Conjugated Bisphosphonic Acid Self-Assembled Monolayers for Efficient and Stable Inverted Perovskite Solar Cells
Songyang Yuan, Chengda Ge, Tianyi Zhang, Gengyang Su, Quanrun Qiu, Guanhua Ren, Lingyi Ke, Gengxin Du, Guangruixing Zou, Nan Zhang, Hui Liu, Qingduan Li, Tao Jia, Yue‐Peng Cai, Shengjian Liu, Hin‐Lap Yip
Abstract
Chemically modifiable self-assembled monolayer (SAM)-based hole transport layers are crucial for achieving high-efficiency inverted perovskite solar cells (PSCs). However, designing molecular structures that simultaneously ensure strong binding affinity, interfacial stability, and optimized energy level alignment remains challenging.
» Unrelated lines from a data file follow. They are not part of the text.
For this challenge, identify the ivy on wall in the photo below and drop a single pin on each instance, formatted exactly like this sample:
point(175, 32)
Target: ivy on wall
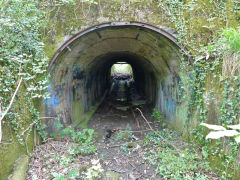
point(209, 31)
point(21, 56)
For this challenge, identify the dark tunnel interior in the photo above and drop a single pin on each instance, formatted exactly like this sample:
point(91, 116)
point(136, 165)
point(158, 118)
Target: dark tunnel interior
point(144, 85)
point(80, 72)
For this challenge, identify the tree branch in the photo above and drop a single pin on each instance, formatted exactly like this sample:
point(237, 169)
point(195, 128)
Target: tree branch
point(9, 106)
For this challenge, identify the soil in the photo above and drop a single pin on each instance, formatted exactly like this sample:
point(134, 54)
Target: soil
point(120, 130)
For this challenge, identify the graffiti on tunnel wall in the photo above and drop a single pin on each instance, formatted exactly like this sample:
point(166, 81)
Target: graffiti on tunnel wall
point(170, 97)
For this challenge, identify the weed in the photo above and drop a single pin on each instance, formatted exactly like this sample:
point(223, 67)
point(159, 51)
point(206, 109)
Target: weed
point(170, 164)
point(83, 141)
point(159, 117)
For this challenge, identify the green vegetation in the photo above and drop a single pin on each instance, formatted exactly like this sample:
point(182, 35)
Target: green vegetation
point(184, 164)
point(22, 56)
point(121, 68)
point(208, 29)
point(159, 117)
point(83, 141)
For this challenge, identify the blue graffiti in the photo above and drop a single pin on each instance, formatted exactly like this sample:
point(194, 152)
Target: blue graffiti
point(53, 100)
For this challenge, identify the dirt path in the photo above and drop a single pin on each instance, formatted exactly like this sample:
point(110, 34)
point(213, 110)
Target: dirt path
point(126, 148)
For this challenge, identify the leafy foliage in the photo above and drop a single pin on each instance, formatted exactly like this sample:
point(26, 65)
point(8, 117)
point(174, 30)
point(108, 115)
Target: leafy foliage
point(83, 141)
point(169, 164)
point(22, 55)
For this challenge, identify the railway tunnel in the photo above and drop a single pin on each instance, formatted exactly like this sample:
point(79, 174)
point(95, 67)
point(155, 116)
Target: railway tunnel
point(80, 76)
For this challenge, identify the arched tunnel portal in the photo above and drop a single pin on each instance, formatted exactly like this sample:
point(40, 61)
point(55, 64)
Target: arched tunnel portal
point(80, 71)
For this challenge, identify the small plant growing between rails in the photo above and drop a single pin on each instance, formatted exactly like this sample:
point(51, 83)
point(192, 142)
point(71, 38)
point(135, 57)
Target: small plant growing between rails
point(83, 141)
point(159, 117)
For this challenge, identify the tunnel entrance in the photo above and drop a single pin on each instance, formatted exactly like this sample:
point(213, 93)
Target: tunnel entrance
point(82, 76)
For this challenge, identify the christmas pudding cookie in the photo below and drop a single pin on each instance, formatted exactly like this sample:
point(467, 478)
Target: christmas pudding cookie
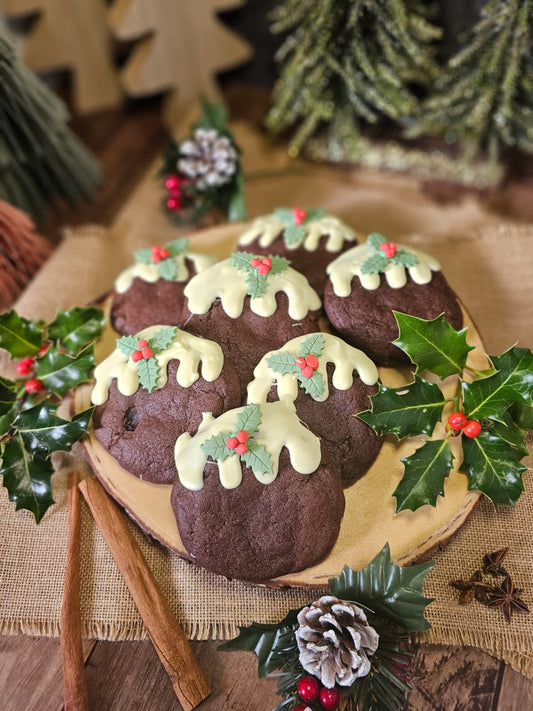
point(311, 239)
point(329, 382)
point(149, 390)
point(368, 282)
point(256, 497)
point(250, 304)
point(151, 290)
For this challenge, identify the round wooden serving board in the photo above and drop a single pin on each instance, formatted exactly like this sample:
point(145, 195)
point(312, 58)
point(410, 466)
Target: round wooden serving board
point(369, 520)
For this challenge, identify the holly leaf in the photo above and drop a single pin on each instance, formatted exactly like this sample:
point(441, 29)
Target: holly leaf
point(27, 478)
point(424, 475)
point(249, 419)
point(60, 372)
point(148, 370)
point(313, 345)
point(490, 397)
point(19, 336)
point(257, 458)
point(389, 590)
point(433, 345)
point(493, 467)
point(216, 447)
point(409, 410)
point(76, 327)
point(43, 432)
point(283, 363)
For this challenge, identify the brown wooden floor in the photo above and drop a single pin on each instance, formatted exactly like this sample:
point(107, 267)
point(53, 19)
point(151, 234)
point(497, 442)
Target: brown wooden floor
point(127, 675)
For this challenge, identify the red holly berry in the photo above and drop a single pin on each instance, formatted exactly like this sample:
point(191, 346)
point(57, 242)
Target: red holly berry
point(308, 688)
point(34, 386)
point(329, 698)
point(472, 428)
point(298, 215)
point(457, 420)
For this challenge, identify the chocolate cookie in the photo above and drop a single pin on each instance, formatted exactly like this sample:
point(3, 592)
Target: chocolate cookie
point(257, 525)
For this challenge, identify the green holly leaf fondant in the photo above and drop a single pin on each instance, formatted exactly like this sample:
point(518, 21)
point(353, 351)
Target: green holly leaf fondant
point(19, 336)
point(27, 477)
point(60, 372)
point(490, 397)
point(433, 345)
point(409, 410)
point(493, 467)
point(77, 327)
point(387, 589)
point(424, 475)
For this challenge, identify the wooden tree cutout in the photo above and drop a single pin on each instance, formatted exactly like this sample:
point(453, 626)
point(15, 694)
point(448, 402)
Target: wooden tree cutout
point(182, 45)
point(73, 35)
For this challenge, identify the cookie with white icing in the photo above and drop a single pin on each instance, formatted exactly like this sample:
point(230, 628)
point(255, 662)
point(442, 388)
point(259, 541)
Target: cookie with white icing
point(251, 512)
point(151, 290)
point(311, 239)
point(152, 388)
point(329, 382)
point(367, 283)
point(250, 304)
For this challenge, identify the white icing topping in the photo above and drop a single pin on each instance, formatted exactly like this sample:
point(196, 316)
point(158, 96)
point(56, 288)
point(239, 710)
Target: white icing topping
point(349, 264)
point(149, 272)
point(225, 282)
point(280, 427)
point(189, 350)
point(345, 359)
point(268, 227)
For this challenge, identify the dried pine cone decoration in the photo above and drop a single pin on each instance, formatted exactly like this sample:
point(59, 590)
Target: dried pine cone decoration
point(334, 639)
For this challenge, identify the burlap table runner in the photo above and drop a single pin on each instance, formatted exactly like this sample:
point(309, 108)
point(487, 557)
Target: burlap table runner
point(487, 263)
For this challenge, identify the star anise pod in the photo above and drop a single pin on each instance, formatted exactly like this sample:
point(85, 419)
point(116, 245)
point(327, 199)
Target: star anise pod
point(508, 598)
point(492, 563)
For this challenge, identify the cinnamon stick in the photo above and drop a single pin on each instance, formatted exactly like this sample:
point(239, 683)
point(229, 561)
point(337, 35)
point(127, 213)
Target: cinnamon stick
point(74, 684)
point(188, 681)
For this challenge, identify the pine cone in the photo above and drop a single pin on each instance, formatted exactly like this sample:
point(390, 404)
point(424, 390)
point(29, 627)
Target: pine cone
point(209, 159)
point(334, 639)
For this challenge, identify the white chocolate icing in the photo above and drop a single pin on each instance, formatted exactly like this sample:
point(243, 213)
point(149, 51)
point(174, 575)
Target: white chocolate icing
point(149, 272)
point(225, 282)
point(349, 264)
point(189, 350)
point(268, 227)
point(280, 427)
point(344, 357)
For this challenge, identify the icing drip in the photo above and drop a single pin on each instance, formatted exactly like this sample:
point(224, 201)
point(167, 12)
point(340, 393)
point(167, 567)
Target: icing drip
point(150, 273)
point(268, 227)
point(223, 281)
point(345, 359)
point(189, 350)
point(348, 264)
point(280, 427)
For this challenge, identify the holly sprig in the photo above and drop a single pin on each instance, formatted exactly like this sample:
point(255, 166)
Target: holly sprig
point(304, 365)
point(384, 253)
point(295, 221)
point(258, 269)
point(143, 352)
point(489, 409)
point(396, 607)
point(53, 358)
point(164, 258)
point(240, 441)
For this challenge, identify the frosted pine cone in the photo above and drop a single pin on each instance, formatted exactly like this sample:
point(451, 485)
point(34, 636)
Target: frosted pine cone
point(334, 639)
point(208, 158)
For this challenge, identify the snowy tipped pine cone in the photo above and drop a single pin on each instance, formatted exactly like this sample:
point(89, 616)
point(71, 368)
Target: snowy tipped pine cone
point(334, 639)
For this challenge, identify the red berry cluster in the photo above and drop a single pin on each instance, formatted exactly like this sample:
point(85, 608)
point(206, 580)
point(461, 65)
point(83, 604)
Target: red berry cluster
point(238, 442)
point(309, 689)
point(144, 352)
point(459, 421)
point(307, 365)
point(262, 266)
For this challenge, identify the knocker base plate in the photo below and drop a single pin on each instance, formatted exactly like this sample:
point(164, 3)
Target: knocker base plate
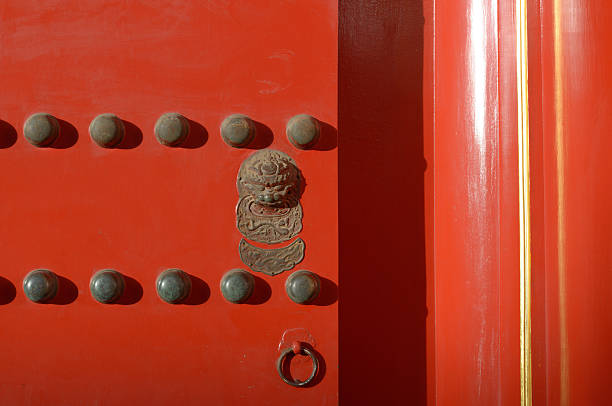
point(267, 225)
point(272, 261)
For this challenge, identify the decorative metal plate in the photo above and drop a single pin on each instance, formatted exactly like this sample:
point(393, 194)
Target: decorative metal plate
point(269, 186)
point(266, 224)
point(272, 261)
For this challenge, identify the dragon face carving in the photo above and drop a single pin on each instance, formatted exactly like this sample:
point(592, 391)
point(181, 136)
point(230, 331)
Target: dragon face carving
point(269, 185)
point(271, 178)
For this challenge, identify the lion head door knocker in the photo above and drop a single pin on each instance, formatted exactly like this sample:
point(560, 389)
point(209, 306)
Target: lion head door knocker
point(269, 211)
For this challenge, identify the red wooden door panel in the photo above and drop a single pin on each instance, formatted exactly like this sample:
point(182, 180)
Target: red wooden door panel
point(572, 236)
point(75, 208)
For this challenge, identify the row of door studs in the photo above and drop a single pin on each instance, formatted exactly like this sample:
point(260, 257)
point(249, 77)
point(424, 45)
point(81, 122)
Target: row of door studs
point(172, 285)
point(171, 129)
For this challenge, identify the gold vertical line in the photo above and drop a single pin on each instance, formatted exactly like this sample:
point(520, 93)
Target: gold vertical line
point(524, 201)
point(564, 387)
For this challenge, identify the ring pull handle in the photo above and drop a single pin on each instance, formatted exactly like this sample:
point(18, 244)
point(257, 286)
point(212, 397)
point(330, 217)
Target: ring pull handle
point(287, 355)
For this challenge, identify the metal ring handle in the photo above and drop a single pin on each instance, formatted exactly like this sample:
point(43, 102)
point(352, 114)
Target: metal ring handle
point(281, 360)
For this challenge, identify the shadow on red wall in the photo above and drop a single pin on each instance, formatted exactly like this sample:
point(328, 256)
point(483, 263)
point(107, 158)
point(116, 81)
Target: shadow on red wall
point(382, 226)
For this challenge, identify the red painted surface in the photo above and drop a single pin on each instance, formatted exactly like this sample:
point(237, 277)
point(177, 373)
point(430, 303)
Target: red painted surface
point(385, 173)
point(573, 328)
point(476, 204)
point(80, 208)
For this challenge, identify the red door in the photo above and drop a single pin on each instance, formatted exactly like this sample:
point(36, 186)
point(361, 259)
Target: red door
point(74, 207)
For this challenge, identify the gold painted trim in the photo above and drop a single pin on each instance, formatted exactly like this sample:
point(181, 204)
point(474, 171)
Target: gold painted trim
point(564, 382)
point(524, 200)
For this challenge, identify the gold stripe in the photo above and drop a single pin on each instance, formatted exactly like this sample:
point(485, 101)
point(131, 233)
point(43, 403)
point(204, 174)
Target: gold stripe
point(564, 386)
point(524, 199)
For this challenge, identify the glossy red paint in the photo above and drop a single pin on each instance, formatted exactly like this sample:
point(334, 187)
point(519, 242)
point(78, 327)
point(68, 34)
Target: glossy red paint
point(571, 87)
point(78, 208)
point(476, 235)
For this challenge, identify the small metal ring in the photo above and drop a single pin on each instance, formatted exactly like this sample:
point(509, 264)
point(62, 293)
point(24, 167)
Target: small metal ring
point(281, 360)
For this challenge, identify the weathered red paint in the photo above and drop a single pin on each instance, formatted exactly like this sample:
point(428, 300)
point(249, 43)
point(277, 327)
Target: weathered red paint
point(79, 208)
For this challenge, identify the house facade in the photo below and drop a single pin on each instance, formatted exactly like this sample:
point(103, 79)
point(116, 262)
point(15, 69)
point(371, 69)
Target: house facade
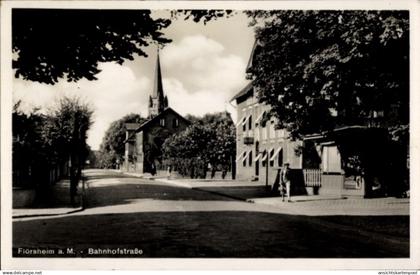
point(261, 148)
point(143, 142)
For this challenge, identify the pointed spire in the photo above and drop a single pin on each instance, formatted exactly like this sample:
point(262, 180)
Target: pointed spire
point(158, 87)
point(158, 102)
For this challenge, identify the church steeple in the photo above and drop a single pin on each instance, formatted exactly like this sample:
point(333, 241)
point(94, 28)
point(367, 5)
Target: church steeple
point(157, 101)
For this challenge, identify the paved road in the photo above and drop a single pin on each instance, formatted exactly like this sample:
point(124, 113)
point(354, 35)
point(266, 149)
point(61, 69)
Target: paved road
point(164, 220)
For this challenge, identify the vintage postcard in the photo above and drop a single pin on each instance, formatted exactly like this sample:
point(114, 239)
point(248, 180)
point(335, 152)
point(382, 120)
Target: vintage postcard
point(209, 135)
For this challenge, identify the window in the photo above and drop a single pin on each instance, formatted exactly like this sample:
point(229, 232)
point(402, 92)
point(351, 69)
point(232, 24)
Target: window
point(264, 133)
point(272, 130)
point(331, 159)
point(271, 158)
point(244, 159)
point(280, 159)
point(175, 123)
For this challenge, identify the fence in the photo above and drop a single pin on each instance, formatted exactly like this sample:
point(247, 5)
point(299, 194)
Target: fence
point(312, 177)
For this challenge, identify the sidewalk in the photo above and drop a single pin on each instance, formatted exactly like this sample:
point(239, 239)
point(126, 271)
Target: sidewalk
point(314, 205)
point(57, 202)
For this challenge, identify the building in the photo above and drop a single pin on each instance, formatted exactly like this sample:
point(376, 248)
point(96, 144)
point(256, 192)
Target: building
point(315, 160)
point(262, 149)
point(144, 141)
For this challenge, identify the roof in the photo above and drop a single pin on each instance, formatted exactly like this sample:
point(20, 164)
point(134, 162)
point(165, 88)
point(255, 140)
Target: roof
point(340, 130)
point(150, 121)
point(245, 91)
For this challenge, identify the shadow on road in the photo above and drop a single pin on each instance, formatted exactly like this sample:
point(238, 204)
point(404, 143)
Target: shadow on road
point(220, 234)
point(126, 193)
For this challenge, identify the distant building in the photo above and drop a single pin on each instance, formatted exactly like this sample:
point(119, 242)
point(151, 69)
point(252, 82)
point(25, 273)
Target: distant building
point(262, 149)
point(143, 142)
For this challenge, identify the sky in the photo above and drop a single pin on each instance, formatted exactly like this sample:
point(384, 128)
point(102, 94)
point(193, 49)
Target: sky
point(202, 69)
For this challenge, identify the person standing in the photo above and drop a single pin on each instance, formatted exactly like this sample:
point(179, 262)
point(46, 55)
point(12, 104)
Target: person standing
point(285, 179)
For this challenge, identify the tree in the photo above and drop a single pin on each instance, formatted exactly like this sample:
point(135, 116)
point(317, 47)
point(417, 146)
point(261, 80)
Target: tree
point(321, 70)
point(209, 140)
point(65, 134)
point(28, 147)
point(311, 65)
point(112, 146)
point(67, 43)
point(53, 44)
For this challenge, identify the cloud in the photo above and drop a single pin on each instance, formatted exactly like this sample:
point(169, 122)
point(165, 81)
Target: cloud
point(199, 77)
point(116, 93)
point(203, 64)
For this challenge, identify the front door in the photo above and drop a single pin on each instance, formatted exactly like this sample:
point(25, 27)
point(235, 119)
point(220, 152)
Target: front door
point(257, 168)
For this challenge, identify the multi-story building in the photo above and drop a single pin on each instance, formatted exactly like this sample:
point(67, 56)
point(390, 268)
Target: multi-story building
point(143, 142)
point(262, 149)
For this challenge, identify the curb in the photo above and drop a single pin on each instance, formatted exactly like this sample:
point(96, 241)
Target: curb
point(48, 215)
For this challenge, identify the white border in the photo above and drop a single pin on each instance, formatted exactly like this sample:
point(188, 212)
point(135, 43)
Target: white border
point(192, 264)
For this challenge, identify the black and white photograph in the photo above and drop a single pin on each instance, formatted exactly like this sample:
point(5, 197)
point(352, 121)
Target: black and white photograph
point(207, 132)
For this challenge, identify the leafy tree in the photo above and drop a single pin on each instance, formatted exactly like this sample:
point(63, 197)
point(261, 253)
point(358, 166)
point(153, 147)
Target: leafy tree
point(53, 44)
point(65, 134)
point(28, 146)
point(209, 140)
point(320, 70)
point(112, 146)
point(68, 43)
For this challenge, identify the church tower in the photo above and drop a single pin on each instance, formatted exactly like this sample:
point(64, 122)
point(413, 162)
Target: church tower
point(157, 100)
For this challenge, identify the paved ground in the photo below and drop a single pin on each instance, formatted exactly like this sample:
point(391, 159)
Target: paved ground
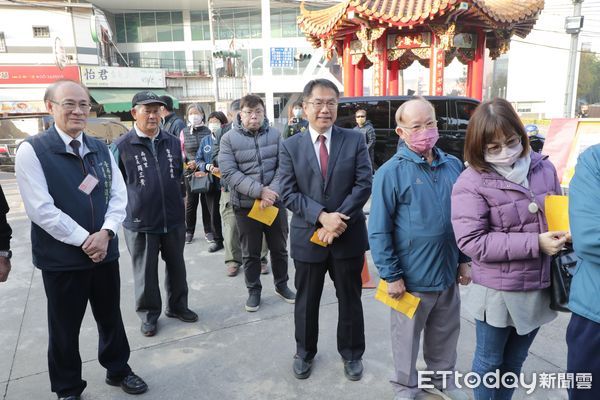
point(229, 353)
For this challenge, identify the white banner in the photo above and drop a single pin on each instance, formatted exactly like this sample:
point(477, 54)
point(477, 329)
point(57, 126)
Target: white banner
point(122, 77)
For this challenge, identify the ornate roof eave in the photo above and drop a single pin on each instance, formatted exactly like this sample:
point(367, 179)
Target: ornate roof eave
point(515, 16)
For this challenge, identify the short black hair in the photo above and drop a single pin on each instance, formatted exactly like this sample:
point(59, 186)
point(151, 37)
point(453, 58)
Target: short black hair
point(308, 89)
point(251, 101)
point(218, 115)
point(168, 102)
point(235, 105)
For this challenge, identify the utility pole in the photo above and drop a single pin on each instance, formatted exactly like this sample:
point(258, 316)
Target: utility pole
point(573, 26)
point(212, 39)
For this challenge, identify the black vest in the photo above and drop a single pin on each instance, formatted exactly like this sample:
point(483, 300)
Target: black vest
point(64, 173)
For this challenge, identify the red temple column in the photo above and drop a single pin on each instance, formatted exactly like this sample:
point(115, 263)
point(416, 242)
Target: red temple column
point(358, 77)
point(383, 65)
point(469, 88)
point(348, 68)
point(393, 78)
point(436, 68)
point(477, 74)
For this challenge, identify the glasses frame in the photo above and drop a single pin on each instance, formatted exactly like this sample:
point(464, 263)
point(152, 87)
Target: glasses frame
point(85, 109)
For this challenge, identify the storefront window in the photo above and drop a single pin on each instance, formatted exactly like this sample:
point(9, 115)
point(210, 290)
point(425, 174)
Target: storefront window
point(163, 26)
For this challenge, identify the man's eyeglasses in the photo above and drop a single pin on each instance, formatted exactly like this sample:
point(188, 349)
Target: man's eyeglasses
point(249, 113)
point(496, 149)
point(331, 105)
point(71, 105)
point(419, 128)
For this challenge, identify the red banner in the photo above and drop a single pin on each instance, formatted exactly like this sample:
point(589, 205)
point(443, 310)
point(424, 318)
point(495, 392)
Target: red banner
point(36, 74)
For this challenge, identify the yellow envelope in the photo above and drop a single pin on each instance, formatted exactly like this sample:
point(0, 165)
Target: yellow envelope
point(264, 215)
point(557, 213)
point(407, 304)
point(315, 239)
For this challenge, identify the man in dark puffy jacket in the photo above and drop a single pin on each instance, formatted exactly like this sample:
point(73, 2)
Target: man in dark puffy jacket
point(366, 127)
point(249, 160)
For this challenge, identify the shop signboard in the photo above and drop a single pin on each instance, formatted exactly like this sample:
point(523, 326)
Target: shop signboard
point(94, 76)
point(36, 74)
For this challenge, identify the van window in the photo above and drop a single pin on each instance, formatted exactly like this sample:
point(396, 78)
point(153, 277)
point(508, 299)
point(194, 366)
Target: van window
point(464, 110)
point(377, 112)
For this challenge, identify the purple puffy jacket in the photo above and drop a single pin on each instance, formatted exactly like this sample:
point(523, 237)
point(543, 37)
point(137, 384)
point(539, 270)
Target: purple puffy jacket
point(494, 227)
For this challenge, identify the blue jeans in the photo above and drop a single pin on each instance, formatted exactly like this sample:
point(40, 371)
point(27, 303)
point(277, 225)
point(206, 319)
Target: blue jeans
point(499, 349)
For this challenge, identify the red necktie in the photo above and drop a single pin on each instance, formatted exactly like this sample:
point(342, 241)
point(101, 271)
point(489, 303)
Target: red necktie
point(323, 156)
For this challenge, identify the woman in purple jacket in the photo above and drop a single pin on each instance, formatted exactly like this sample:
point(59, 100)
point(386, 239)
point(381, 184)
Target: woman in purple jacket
point(498, 219)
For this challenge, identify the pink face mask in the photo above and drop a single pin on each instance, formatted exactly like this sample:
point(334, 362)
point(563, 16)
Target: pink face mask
point(423, 141)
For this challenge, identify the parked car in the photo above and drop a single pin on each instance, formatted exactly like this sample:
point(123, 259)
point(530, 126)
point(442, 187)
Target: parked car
point(452, 112)
point(13, 130)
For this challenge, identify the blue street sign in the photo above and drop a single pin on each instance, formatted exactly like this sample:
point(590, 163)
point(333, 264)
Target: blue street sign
point(282, 57)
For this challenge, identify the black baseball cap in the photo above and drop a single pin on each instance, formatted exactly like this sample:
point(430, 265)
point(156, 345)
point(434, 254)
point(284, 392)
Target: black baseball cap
point(146, 97)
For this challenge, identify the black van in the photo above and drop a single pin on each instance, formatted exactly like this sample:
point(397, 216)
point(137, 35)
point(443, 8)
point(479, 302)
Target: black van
point(452, 112)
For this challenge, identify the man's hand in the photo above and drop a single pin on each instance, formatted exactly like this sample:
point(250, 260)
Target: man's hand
point(266, 194)
point(95, 245)
point(326, 236)
point(333, 222)
point(464, 274)
point(266, 203)
point(396, 289)
point(4, 268)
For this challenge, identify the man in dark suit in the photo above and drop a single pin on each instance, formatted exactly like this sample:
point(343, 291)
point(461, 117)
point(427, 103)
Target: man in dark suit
point(326, 176)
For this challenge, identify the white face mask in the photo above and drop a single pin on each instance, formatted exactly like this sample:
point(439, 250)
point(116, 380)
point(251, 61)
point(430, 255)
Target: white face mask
point(195, 120)
point(506, 158)
point(214, 128)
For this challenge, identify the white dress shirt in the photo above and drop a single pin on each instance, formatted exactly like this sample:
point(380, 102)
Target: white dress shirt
point(314, 135)
point(40, 207)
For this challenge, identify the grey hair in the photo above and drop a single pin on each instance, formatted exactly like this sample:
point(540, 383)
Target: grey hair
point(400, 111)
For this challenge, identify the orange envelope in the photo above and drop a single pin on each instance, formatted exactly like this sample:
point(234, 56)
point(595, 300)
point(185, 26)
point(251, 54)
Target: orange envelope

Here, we introduce TPA2P ((2-(4-(diphenylamino)phenyl)-1-phosphonovinyl)phosphonic acid), a novel SAM material featuring a conjugated bisphosphonic acid anchoring group. This dual phosphonic acid configuration enhances substrate binding on indium tin oxide (ITO), improves SAM uniformity, and increases interfacial stability. Furthermore, the ethylene bridge facilitates efficient intramolecular charge transfer (ICT) from the electron-donating triphenylamine unit to the electron-accepting bisphosphonic acid group. This ICT induces significant charge redistribution in TPA2P, resulting in a deep HOMO level at -5.47 eV. This optimized energy alignment reduces interfacial energy losses and significantly enhances hole extraction efficiency. As a result, TPA2P-based inverted PSCs achieve a high power conversion efficiency of 26.11%, an exceptional fill factor of 85.03%, and outstanding operational stability under continuous illumination. These findings provide an effective molecular design strategy for advancing high-performance and stable perovskite photovoltaics.